Due to time constraints I am unsure whether or not I will be able to look at all of the subjects used in the previous projects. Depending on how much time I have available I may only be able to look at one subject or one subject from each progressor type.

• In the case of only one subject, I will use Subject 7.
• In the case of one subject from each progressor type, I will use Subjects 3, 7, and 13.
• If time allows I will use all the subjects from the previous project: Subjects 3, 7, 8, 11, 12, and 13.

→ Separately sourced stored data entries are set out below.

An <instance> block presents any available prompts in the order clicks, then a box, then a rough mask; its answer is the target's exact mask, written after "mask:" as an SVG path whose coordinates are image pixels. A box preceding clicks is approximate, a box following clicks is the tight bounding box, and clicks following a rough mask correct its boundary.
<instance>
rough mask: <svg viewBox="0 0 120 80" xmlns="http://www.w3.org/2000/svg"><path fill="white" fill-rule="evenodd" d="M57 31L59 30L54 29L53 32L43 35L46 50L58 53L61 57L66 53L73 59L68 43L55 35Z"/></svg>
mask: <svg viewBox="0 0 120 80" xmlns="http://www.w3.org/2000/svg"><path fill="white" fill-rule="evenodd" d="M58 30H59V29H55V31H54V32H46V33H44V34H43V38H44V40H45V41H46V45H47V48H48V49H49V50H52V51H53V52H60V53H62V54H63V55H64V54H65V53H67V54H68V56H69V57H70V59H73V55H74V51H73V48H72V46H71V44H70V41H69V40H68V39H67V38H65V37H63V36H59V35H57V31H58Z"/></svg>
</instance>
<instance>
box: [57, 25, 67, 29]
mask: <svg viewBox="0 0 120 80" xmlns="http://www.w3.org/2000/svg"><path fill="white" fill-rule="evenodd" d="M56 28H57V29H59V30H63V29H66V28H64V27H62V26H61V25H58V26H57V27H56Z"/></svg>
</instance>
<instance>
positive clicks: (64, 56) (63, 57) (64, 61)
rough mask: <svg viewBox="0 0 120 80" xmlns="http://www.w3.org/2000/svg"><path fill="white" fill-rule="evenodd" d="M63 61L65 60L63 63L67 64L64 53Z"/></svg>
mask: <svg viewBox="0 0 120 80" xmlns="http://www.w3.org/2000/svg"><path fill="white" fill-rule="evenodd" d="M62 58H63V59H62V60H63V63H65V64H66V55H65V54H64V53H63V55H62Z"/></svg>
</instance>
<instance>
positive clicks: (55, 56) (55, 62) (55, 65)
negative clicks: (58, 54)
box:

Explanation of Subject Choice:

Since my current project aims at comparing results to my previous project it is logical that I should use the same subjects as the previous projects in order to make reasonable and relevant comparisons of the results. I chose Subject 7 as my primary specimen because the phylogenetic tree of Subject 7 from the previous project showed a very interesting pattern and progression of divergence and diversity. If nothing else I would like to look at the structure of the proteins from visits 2, 3, 4, and 5 of Subject 7 which seem to represent areas of immense divergence and possible functional significance. Subject 3 also had an interesting phylogenetic pattern by having the DNA sequences of each visit cluster together in distinct branches. This could signify radical, but highly conserved changes in protein sequence and therefore functional differences between the different visits. Subject 13 has a simple and easy to interpret phylogenetic tree and would essentially be used as somewhat of a control to see whether or not the pattern of the protein trees can correspond to the predictions made from the genetic trees. It would also be interesting to see whether or not the idea of "negative evolution" or evolution back towards the root of the tree, seen in Subject 13's phylogenetic tree, also applies to Subject 13's protein sequences and their functionality.